Amaç, iki beyin yarım küresi arasındaki "çapraz konuşmayı" arttırmak, böylece bilinçaltı inançlarını değiştirmek için ideal olan daha tam beyinli bir duruma ulaşmaktır. Ek olarak, sağ ve sol yarıküreler eşzamanlı iletişim halindeyken, hayatın zorluklarına karşı tam yanıt potansiyelini en üst düzeye çıkarmak için her iki yarıkürenin nitelikleri ve özellikleri mevcuttur.

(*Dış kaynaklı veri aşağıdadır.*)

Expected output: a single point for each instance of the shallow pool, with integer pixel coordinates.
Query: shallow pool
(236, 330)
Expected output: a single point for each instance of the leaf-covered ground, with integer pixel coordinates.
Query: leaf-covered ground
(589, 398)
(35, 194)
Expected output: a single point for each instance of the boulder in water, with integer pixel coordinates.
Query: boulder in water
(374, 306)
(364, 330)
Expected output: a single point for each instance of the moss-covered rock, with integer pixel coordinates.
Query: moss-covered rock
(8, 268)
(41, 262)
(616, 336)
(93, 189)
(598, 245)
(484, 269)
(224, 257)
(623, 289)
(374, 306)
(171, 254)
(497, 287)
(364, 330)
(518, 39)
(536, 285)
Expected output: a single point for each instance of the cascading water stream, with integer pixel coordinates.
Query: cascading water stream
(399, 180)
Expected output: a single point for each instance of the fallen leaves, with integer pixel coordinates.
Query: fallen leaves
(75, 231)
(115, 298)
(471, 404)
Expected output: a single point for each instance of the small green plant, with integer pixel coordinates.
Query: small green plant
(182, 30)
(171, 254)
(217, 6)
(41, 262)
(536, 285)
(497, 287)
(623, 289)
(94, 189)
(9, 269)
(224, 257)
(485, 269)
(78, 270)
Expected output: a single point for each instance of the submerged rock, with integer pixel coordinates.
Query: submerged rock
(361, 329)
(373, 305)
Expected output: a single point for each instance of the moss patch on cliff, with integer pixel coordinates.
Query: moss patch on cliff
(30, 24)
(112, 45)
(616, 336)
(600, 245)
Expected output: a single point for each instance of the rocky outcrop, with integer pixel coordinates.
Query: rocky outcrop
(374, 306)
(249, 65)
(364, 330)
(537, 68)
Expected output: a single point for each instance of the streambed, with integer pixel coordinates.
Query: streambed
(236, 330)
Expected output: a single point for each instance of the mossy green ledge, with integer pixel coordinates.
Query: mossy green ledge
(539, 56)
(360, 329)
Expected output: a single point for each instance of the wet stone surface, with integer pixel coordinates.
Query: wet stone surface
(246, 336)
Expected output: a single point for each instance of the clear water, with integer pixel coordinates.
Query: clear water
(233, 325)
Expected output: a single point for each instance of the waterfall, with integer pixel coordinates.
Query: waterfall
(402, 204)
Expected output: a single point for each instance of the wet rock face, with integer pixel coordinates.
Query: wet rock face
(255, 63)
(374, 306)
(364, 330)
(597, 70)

Klinik psikolog Ernest L. Rossi, beynin her iki tarafıyla dengeli bir özdeşim kurmayı öğrenmenin önemini şu sözlerle dile getirdi:
Daha yakın tarihli araştırmalar, bu tamamlayıcılık ilkesini (psikiyatrist Carl Jung tarafından geliştirilen bir zihinsel ve duygusal karşıtlık kavramı), beynimizin sol ve sağ beyin yarım kürelerinde nasıl çalıştığının matrisine dayandırdı. Şimdi, zihnimizin kategorize ettiği gibi görünen kutupların veya karşıtlıkların bir tarafına veya diğer tarafına düşmenin ne kadar kolay olduğunu biraz daha net anlayabiliyoruz:
- analiz ve sentez,
- muhakeme ve sezgi,
- dışa dönüklük ve içe dönüklük,
- dış ve iç,
- erkek ve kadın,
- arkadaş ve düşman,
- kapitalizme karşı komünizm
Bu liste sonsuza kadar sürer. Bu kutuplar, insan düşüncesinin ve çabasının her alanında kendini hemen gösterir. Tüm çatışmaların kaynağının bu karşıtlardan birine ya da diğerine düşme yanılgısından kaynaklandığı görüşü için iyi bir örnek verilebilir; bilinç, zihnin mantıksal karşıtlarından biri veya diğeri ile aşırı özdeşleşmenin ve bazen onu ölümüne savunmaya çalışmanın tehlikeli taşralılığına eğilimlidir.
Zihnin, beyin yarıkürelerinin bir tarafını veya diğerini aşırı özdeşleştirme eğilimi, iç kavgalardan uluslararası çatışmalara kadar her şeye katkıda bulunabilir. Sonuç olarak, beyninin her iki yarım küresinin de bilgiyi aynı anda işlemesini sağlamak, hayatın zorluklarıyla dengeli ve etkili bir şekilde başarılı bir şekilde başa çıkmanın anahtarlarından biridir.
Hayatını değiştirmenin bir diğer önemli anahtarı da inançlarını nasıl değiştireceğini bilmektir.